You may have already heard about how moderate amounts of alcohol can improve heart health, but did you know it could also help you burn fat? According to research, red wine, consumed responsibly, can do both.
Like nicotine, red wine can also boost your memory and even help prevent decline in cognitive performance. Drinking a glass, particularly if it’s pinot noir, every now and then can protect your brain against the development of various forms of dementia, like Alzheimer’s and Parkinson’s disease.
Is it the fountain of youth? Not exactly, but if fat-burning and memory-boosting weren’t enough, red wine has also been shown to help you live longer. I’ll drink to that!
So, what’s considered “moderate” consumption? A glass or two a day is all it takes to enjoy these benefits.
#3 Marijuana Buzz
There is much debate over the legalization and use of marijuana. Like nicotine and alcohol, marijuana (specifically, the cannabidiol (CBD) extract obtained from marijuana) does have many good qualities.

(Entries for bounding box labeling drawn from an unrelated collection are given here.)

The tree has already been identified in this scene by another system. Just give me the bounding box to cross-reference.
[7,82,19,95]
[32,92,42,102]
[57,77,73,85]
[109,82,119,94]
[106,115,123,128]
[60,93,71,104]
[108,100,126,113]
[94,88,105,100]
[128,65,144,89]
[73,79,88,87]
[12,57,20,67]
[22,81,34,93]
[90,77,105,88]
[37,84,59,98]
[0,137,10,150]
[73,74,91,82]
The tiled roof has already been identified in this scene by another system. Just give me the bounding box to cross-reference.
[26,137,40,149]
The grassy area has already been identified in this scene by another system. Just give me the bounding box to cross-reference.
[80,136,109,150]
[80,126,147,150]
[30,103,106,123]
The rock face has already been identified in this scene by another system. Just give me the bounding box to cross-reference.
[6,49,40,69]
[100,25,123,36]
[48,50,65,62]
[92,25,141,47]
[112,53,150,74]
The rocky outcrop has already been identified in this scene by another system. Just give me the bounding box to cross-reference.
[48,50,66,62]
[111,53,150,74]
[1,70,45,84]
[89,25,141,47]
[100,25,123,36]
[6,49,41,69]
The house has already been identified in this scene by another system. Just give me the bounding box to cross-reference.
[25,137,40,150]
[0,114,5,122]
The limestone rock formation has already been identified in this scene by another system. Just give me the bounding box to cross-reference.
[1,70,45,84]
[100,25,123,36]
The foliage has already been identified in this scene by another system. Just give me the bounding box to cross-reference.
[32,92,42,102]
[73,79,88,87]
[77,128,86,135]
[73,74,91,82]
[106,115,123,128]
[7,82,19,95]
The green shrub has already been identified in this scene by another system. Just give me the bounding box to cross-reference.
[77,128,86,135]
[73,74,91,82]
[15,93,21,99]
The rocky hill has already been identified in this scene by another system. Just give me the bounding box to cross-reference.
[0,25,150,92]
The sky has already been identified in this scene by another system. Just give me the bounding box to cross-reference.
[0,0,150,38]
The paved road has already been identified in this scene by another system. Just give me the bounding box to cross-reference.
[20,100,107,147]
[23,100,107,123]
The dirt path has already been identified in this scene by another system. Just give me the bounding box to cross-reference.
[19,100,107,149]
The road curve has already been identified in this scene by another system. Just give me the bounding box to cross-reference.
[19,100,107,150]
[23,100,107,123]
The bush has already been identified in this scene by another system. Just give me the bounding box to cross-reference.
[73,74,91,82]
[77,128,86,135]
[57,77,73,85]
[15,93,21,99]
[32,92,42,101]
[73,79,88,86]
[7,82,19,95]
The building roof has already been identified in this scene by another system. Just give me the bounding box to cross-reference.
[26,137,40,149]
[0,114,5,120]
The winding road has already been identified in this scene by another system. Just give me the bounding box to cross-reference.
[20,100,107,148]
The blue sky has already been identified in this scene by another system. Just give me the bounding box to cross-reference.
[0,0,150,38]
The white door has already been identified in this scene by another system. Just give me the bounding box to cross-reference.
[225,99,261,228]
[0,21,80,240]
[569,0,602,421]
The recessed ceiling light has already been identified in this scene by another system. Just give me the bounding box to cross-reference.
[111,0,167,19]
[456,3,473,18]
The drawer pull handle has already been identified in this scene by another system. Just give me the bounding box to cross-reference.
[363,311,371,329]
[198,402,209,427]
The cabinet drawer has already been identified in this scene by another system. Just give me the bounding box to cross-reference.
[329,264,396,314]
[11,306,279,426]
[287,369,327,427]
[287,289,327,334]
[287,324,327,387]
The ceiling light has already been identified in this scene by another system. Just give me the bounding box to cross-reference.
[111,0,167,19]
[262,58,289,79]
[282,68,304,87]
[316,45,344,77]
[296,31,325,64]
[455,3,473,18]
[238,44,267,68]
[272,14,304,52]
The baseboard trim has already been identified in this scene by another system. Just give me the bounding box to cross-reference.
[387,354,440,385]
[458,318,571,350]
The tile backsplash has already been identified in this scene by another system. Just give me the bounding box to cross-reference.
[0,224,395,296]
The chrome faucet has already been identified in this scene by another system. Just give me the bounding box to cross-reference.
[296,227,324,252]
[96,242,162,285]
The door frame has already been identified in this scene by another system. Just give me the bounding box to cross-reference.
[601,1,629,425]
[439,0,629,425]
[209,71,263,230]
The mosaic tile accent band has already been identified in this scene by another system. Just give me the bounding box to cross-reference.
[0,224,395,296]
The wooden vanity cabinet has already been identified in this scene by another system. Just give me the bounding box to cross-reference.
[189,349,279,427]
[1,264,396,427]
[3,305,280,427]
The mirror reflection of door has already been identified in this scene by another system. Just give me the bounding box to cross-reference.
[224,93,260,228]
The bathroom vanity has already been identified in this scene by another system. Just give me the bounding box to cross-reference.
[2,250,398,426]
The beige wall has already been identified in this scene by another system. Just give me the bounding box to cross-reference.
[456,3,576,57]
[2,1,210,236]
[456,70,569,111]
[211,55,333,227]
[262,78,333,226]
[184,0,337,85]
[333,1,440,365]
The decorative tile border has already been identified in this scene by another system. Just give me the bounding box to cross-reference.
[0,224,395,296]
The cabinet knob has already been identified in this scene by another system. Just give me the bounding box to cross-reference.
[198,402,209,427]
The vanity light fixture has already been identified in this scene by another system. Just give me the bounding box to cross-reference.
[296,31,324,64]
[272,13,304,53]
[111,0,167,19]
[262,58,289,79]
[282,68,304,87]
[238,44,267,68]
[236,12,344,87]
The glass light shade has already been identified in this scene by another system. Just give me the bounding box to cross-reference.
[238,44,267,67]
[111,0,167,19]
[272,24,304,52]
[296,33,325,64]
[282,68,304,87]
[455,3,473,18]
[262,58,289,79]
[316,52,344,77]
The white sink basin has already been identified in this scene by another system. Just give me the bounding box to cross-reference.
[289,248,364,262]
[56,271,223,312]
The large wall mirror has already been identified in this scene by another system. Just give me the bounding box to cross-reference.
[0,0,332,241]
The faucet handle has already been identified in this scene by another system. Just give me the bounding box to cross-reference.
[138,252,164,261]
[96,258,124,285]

Currently, 29 states have legalized the use of marijuana, although it is still illegal at the federal level. Many swear by its mood altering and pain-relieving properties.
Marijuana is touted for alleviating chronic pain associated with many debilitating conditions; according to Harvard Health and is also a proven treatment for epilepsy, PTSD, depression, opioid addiction and chemotherapy side effects, such as chronic pain, and nausea for many battling cancer.
With many benefits and few known side effects, marijuana looks to have a strong future in the medicinal and recreational marketplace.
#2 Caffeine Buzz
Most people can’t do without their daily “cuppa joe”. Thankfully, there’s no need – research shows a cup a day really could keep the doctor away.
Studies of caffeine illustrate the positive effects it can have on the human body and mind. In moderate doses, it can improve brain function, boosting both memory and focus, and decrease the risk of developing various diseases – even liver cancer.
Not only that, but a steaming cup of your favorite java can warm the soul, too. Caffeine can be found from many other sources, though, if you’re not a coffee drinker—tea, chocolate, soda, energy drinks, and more.
#1 Endorphin Buzz
Endorphins are a little different from what we’ve covered so far. The word derives from a combination of the terms “endogenous” (essentially referring to its natural production by the human body) and “morphine” (a pain-relieving opiate). To experience the effects of endorphins, you must trigger their release in the body.
Experiencing pain or stress is known to cause the body to release endorphins, but it doesn’t take much. You’ve likely heard the term “runner’s high”. This refers to the release of endorphins as a result of the physical stress that running causes. The endorphins act as countermeasures to the pain and stress, lessening their effect. Once a person reaches that “runner’s high”, the endorphins are released, giving the runner a so-called “second wind” that enables them to push a little harder or longer, just when they thought they couldn’t go on.
There are more fun ways to trigger a flood of endorphins, however. One is sex—most would agree it’s more enjoyable than exercise and still burns calories. Another is eating chocolate.
Endorphins don’t just relieve pain and stress, though. They also lead to feelings of euphoria; this is one reason why doctors recommend exercise to reduce the effects of anxiety and depression, and also likely why some of us crave chocolate when under stress.
Unlike drugs, such as morphine, endorphins are non-addictive. So enjoy the pleasant side effects of endorphins while simultaneously doing something good for your body—but remember, moderation is key. Whether your “drug” is exercise, sex, chocolate, or any of the other endorphin-stimulating activities, it is possible to have too much of a good thing.
That goes for everything else in this post. Just because these are healthy methods doesn’t mean it’s a good idea to go crazy and have as much as you want. In fact, overdoing any of these can lead to negative side effects. So keep calm, and “buzz” on.